Day 65 of 80

Monitoring & Observability

Phase 7: Advanced Techniques

Day 65: Monitoring & Observability

What You'll Build Today

Up until now, your AI applications have been a bit of a "black box." You send a prompt in, you wait, and an answer comes out. But what happened in between? Did the LLM hesitate? Did it call a tool three times because the first two failed? How much did that specific query cost you?

Today, we are turning on the lights. You will build a fully observable Research Agent integrated with LangSmith.

Here is what you will master:

* Tracing: Visualizing the exact path your data takes through complex chains and agents.

* Cost Tracking: Seeing exactly how many tokens (and dollars) every single run consumes.

* Latency Debugging: Identifying which step of your chain is slowing everything down.

* Metadata Tagging: Labeling your runs so you can filter them later (e.g., "Development" vs "Production").

By the end of this session, you won't just hope your code works—you will have the X-ray vision to prove it.

---

The Problem

Imagine you have built a customer support bot. It uses three different tools: a database lookup, a policy document search, and a calculator.

A user reports: "The bot took 20 seconds to reply and then gave me the wrong refund amount."

How do you debug this? Without observability, your code looks like this:

import os
from langchain_openai import ChatOpenAI
from langchain_core.prompts import ChatPromptTemplate
from langchain_core.output_parsers import StrOutputParser

# Setup
model = ChatOpenAI(model="gpt-4o-mini")

# A complex chain (simulated)
prompt = ChatPromptTemplate.from_template("Solve this math problem: {question}")
chain = prompt | model | StrOutputParser()

# The "Debugging" Nightmare
try:
    print("Starting chain...")
    response = chain.invoke({"question": "What is the square root of 144 times 5?"})
    print(f"Response: {response}")
except Exception as e:
    print(f"Error: {e}")

If this fails, or if it takes too long, your console output tells you nothing about why.

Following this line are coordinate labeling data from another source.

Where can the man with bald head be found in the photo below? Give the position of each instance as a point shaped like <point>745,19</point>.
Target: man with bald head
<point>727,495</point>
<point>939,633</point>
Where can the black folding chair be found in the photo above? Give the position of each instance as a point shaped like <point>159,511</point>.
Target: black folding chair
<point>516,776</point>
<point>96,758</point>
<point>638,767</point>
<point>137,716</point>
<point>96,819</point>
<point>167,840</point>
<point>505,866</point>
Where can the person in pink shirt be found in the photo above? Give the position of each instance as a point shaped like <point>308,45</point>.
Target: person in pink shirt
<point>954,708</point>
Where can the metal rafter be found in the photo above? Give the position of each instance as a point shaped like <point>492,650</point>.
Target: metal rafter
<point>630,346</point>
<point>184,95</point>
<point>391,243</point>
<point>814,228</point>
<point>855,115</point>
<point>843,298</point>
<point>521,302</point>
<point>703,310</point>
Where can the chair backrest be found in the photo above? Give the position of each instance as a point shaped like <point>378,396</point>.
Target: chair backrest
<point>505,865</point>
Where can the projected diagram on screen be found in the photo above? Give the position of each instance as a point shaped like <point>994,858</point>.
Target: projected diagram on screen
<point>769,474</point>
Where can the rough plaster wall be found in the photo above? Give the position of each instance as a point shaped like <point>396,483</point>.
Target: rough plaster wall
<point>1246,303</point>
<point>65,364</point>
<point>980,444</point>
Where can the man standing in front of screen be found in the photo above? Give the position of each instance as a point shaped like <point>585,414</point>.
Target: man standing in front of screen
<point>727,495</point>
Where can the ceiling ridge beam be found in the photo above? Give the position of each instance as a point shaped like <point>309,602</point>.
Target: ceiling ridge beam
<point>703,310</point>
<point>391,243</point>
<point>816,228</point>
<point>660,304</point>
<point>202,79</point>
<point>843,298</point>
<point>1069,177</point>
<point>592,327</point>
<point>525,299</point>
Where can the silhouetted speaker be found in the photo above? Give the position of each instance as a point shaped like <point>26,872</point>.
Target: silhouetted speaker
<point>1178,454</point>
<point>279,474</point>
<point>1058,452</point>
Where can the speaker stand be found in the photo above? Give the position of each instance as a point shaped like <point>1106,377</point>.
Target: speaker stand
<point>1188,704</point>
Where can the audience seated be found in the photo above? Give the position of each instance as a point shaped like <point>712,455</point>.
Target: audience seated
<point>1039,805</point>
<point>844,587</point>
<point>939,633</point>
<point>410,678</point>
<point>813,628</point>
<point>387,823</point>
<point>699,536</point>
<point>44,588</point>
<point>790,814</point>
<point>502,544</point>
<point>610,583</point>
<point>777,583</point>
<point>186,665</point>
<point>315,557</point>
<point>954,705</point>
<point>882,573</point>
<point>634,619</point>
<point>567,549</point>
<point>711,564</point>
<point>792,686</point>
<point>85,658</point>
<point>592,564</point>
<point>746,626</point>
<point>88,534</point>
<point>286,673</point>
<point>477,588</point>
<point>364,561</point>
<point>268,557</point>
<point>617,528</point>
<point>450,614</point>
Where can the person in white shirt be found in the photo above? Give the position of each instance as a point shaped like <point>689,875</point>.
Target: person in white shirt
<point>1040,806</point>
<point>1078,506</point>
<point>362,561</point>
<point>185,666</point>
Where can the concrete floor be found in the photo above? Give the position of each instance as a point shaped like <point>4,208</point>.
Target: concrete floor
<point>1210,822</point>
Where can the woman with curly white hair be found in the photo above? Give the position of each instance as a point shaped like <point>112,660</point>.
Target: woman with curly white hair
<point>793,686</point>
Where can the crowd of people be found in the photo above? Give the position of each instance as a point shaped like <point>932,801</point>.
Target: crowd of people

* Did the prompt take too long to generate?

* Did the model hang?

* Did the output parser fail?

* If you had tools, which tool received bad inputs?

You might try adding print() statements between every step, but once you have loops and agents, your terminal becomes a wall of unreadable text. You are flying blind.

There has to be a better way to visualize the flow of execution.

---

Let's Build It

We are going to use LangSmith, a platform specifically designed to debug and monitor LLM applications. It integrates natively with LangChain.

Prerequisites:

You need a LangSmith account (sign up at smith.langchain.com).

Generate a LangSmith API Key.

Step 1: The Setup

The beauty of LangSmith is that you often don't need to change your Python code logic. You just need to set environment variables.

Create a new file called observable_agent.py.

import os
import getpass

# 1. Standard OpenAI Setup
if not os.environ.get("OPENAI_API_KEY"):
    os.environ["OPENAI_API_KEY"] = getpass.getpass("Enter OpenAI API Key: ")

# 2. LangSmith Setup (The Magic Part)
# These three lines turn on the "X-Ray Vision"
os.environ["LANGCHAIN_TRACING_V2"] = "true"
os.environ["LANGCHAIN_ENDPOINT"] = "https://api.smith.langchain.com"

# Enter your LangSmith API Key here
if not os.environ.get("LANGCHAIN_API_KEY"):
    os.environ["LANGCHAIN_API_KEY"] = getpass.getpass("Enter LangSmith API Key: ")

# Optional: Name your project so it's easy to find in the dashboard
os.environ["LANGCHAIN_PROJECT"] = "Day65-Observability-Bootcamp"

print("Observability configured successfully.")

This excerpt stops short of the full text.